Same as Alice here. Bucks and kids don't have collars. Milkers have break away. http://www.caprinesupply.com/produc...llars-chains-leads/plastic-chain-collars.html


----------



## Doug Hodges (Jul 22, 2013)

Alice,
Will you show your plastic breakaway collars and why not collars on any bucks?


----------



## Doug Hodges (Jul 22, 2013)

Alice In TX/MO said:


> I told the story on the other thread, but I'll go on record here, too. No solid collars on my goats. No collars AT ALL on the bucks. Does get plastic breakaway collars.





coso said:


> Same as Alice here. Bucks and kids don't have collars. Milkers have break away. http://www.caprinesupply.com/produc...llars-chains-leads/plastic-chain-collars.html


How strong are those. Are they strong enough to turn a goat from the feed?


----------



## Squeaky McMurdo (Apr 19, 2012)

Yes, mine have collars or in the case of the kids dog harnesses. I live in a neighborhood and if my goats get out they would be automatically sent to the stockyard and quartered with auction animals if they don't have a dog tag with my address. The animal shelter will only take cats and dogs.

I suppose I could get big enough dog harnesses for the adults since they're Nigerians.
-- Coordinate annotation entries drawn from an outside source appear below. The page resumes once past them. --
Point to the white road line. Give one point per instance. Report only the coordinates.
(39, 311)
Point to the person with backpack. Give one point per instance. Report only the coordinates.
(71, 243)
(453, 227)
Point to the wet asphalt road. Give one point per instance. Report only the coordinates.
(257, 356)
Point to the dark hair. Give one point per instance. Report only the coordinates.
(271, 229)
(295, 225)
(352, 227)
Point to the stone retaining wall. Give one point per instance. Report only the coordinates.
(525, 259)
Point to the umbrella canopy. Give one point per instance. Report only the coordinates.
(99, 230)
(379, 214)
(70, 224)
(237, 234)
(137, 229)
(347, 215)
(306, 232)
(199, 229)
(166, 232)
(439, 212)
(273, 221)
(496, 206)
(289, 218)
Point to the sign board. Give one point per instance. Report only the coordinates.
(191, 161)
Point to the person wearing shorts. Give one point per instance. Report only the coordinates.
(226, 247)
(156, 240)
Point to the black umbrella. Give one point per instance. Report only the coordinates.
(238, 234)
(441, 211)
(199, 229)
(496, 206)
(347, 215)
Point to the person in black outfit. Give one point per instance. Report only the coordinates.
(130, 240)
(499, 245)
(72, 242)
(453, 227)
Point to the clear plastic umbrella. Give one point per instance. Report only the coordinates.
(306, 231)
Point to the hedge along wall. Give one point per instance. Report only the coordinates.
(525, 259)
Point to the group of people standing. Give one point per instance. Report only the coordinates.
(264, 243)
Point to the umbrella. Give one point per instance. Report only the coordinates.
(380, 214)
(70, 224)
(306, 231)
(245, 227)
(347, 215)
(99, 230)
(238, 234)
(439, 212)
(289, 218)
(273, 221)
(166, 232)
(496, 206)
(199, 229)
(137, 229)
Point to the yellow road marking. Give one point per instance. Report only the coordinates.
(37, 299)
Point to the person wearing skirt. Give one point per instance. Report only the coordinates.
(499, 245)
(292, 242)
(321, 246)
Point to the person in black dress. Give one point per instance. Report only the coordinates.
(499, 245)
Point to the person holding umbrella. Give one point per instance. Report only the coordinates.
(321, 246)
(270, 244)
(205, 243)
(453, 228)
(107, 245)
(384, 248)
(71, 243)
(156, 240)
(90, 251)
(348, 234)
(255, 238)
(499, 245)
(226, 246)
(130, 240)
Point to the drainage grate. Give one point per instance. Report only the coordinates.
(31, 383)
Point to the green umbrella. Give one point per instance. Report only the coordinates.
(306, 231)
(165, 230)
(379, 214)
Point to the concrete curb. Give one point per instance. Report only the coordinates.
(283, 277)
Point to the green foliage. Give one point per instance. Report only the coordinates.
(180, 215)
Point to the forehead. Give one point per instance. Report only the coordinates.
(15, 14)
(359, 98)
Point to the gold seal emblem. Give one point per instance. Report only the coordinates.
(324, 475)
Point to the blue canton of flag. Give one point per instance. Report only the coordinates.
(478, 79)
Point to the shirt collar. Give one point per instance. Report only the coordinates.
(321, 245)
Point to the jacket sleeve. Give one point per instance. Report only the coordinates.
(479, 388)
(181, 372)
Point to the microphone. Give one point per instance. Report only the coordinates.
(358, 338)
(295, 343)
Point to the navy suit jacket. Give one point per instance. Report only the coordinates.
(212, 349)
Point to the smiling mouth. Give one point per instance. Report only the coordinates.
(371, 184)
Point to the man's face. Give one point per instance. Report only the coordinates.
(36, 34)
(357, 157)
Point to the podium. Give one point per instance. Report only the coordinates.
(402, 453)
Thoughts on whether that might be safer?


----------



## coso (Feb 24, 2004)

I don't put collars on the bucks, because I don't handle them on a daily basis so if I need to trim hooves, vaccinate, whatever, I just take a collar with me to go catch them. Also full grown bucks will end up breaking the break away collars and losing them.:goodjob: I have never had one break while I was leading a goat, and I am a pretty big boy !!:grin:


----------



## mammabooh (Sep 1, 2004)

I have one collar that I use on whichever goat I need to move at the time. It goes on the first girl I milk, I remove it when I put her back in the pasture, and then I put it on the next girl and take her to the stand to be milked. No one has a collar on if I am not there with them. I also put the collar on the herd queen when we go out for walks. I hold on to the collar until we get out into the woods. Once we are out there, everyone follows me.


----------



## Clovers_Clan (Jul 17, 2012)

mammabooh said:


> I have one collar that I use on whichever goat I need to move at the time. It goes on the first girl I milk, I remove it when I put her back in the pasture, and then I put it on the next girl and take her to the stand to be milked. No one has a collar on if I am not there with them. I also put the collar on the herd queen when we go out for walks. I hold on to the collar until we get out into the woods. Once we are out there, everyone follows me.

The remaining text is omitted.